What emerging technologies might enhance our understanding of atpB function in the context of ATP synthase complex?

Several cutting-edge technologies show promise for advancing our understanding of atpB function:

• Cryo-electron tomography: This technique could reveal the native structure of ATP synthase complexes in bacterial membranes, providing insights into how atpB interacts with other components in its natural environment.

• Single-molecule techniques: Methods such as single-molecule FRET or force spectroscopy could track conformational changes in atpB during the catalytic cycle of ATP synthase.

• Integrative structural biology: Combining multiple structural techniques (X-ray crystallography, cryo-EM, NMR, computational modeling) could provide a more complete picture of atpB structure and dynamics.

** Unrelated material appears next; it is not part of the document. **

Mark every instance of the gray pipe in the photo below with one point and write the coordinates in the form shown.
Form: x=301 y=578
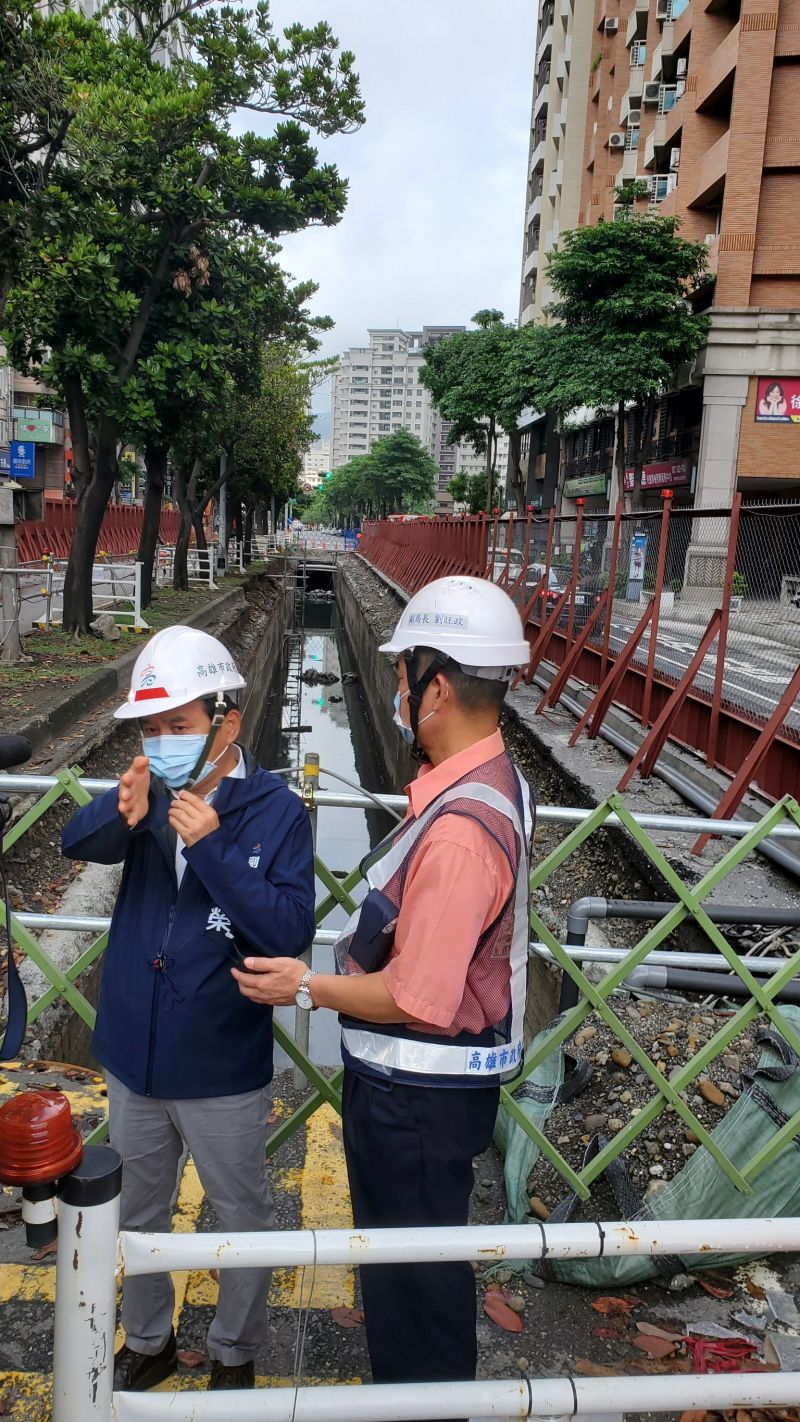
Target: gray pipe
x=722 y=984
x=675 y=779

• Advanced genetic tools: CRISPR-Cas9 and related technologies could enable precise genetic manipulation of atpB in A. salmonicida to study the effects of specific mutations on protein function and bacterial physiology.

• Systems biology approaches: High-throughput proteomics and metabolomics could reveal how atpB function integrates with broader metabolic networks in A. salmonicida, particularly during infection processes and under various environmental stresses.